Final answer:
The change in entropy can be calculated using the formula ΔS = kln(Wf / Wi) where Wf is the final number of microstates and Wi is the initial number of microstates. In this case, starting with 10 coins in the 5 heads and 5 tails macrostate and getting 2 heads and 8 tails, the change in entropy is approximately 20 J/K. The macrostate of 5 heads and 5 tails is approximately 5.6 times more likely than the macrostate of 2 heads and 8 tails.

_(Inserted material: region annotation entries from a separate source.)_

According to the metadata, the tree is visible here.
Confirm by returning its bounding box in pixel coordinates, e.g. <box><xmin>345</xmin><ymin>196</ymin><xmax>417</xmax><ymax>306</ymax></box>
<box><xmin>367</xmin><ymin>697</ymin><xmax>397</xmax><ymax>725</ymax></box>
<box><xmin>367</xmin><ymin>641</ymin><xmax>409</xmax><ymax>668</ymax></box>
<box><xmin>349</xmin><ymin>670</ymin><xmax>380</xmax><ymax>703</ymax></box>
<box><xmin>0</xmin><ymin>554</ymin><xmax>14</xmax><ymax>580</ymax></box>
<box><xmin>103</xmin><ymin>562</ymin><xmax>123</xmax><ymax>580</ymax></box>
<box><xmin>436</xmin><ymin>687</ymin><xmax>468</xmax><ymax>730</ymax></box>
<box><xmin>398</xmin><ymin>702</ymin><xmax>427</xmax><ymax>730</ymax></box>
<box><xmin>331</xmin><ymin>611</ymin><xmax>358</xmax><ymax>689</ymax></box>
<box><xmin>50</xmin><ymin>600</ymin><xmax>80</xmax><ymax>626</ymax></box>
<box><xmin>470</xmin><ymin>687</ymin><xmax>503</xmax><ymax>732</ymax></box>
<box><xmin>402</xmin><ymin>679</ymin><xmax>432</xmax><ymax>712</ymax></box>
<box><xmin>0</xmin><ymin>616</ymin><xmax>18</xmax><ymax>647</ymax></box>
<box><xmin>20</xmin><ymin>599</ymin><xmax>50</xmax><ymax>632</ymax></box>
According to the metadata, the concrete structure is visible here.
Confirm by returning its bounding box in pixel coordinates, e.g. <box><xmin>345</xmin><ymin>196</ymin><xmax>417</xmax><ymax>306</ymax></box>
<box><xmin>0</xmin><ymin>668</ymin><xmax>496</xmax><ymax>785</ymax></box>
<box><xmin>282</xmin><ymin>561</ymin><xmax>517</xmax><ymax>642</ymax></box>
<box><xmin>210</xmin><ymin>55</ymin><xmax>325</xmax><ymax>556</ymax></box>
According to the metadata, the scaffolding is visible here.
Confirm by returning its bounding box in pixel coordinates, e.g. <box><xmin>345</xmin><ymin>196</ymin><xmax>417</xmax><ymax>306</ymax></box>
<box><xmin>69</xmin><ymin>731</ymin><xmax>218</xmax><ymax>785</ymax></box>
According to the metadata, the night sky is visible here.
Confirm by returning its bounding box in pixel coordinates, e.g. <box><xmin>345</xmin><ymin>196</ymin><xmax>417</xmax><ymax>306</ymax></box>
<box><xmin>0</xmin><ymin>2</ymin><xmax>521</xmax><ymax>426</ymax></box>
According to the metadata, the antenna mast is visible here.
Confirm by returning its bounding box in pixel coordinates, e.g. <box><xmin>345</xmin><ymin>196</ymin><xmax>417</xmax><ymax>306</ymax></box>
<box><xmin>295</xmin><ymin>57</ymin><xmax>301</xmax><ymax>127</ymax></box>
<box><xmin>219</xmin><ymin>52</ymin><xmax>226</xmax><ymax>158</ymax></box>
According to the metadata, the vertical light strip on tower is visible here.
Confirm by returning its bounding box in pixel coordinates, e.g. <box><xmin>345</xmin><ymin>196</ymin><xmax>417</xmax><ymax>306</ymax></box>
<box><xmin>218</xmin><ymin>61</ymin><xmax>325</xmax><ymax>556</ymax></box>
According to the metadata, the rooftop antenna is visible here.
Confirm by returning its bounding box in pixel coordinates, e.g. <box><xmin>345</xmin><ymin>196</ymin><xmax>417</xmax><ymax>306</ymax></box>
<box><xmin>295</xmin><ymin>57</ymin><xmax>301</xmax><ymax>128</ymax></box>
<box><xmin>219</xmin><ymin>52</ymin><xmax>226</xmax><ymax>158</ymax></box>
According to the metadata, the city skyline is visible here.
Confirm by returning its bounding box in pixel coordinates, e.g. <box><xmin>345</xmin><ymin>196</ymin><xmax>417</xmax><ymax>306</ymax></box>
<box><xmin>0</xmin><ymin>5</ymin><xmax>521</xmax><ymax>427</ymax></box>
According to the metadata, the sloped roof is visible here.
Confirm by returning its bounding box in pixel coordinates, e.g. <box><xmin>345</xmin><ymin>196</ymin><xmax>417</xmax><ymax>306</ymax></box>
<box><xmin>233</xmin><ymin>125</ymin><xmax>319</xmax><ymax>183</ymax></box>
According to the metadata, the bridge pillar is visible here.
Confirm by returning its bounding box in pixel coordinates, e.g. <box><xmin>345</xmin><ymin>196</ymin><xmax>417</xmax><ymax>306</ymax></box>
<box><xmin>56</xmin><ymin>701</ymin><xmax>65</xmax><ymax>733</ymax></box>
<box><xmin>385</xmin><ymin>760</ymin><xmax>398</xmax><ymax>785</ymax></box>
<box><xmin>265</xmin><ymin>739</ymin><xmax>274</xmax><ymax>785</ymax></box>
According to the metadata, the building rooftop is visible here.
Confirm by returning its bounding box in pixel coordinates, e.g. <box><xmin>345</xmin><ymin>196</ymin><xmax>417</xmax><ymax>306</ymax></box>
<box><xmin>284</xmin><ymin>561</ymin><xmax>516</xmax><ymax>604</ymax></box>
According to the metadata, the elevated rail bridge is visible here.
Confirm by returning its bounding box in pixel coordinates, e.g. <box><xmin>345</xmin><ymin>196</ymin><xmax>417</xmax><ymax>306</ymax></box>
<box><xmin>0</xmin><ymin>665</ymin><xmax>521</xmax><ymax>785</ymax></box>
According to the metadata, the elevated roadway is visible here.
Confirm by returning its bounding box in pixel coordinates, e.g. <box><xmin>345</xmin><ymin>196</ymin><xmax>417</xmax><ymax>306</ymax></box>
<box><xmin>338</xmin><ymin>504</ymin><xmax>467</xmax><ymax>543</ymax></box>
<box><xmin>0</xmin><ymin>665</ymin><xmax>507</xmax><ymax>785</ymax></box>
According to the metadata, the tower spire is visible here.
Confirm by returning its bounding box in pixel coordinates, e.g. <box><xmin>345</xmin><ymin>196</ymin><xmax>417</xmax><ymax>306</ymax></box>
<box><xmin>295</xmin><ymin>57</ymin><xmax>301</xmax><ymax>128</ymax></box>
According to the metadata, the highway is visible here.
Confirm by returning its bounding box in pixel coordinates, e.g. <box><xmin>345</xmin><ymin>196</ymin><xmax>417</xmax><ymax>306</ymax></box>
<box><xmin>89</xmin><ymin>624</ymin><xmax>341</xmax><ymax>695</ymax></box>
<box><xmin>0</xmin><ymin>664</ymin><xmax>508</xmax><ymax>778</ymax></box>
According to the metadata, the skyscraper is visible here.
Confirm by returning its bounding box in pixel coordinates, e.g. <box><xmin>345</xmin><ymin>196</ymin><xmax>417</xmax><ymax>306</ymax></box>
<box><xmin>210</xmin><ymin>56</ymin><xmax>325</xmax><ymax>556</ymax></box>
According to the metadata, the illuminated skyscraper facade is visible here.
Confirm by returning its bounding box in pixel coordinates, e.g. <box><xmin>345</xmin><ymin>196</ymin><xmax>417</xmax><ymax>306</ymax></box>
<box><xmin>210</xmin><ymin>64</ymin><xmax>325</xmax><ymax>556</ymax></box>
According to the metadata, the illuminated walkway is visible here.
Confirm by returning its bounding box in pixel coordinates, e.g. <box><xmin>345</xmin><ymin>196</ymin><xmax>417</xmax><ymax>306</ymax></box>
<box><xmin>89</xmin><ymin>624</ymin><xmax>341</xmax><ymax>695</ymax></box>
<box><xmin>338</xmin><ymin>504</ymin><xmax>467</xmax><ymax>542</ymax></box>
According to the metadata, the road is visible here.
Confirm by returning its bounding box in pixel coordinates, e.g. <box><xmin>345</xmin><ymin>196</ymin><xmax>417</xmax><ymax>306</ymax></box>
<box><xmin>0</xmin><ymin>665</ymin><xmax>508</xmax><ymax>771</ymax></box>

Whether to accept odds of 252 to 45 for betting on 2 heads and 8 tails depends on individual preference.
Step-by-step explanation:
The change in entropy can be calculated using the formula ΔS = kln(Wf / Wi), where ΔS is the change in entropy, k is the Boltzmann constant, Wf is the final number of microstates, and Wi is the initial number of microstates. In this case, we start with 10 coins in the macrostate of 5 heads and 5 tails, which corresponds to 252 microstates. After tossing the coins and getting 2 heads and 8 tails, there are 45 microstates. Plugging these values into the formula, we get:
ΔS = kln(45 / 252)
In part (b), we need to compare the likelihood of the macrostate with 5 heads and 5 tails to the macrostate with 2 heads and 8 tails. We can do this by taking the ratio of the number of microstates. The ratio is 252 / 45, which is approximately 5.6.
In part (c), we need to determine whether the odds of 252 to 45 are acceptable for betting on 2 heads and 8 tails. This can be subjective based on personal preference and risk tolerance. However, if the odds are favorable enough to yield a higher expected value, then it may be worth accepting the odds.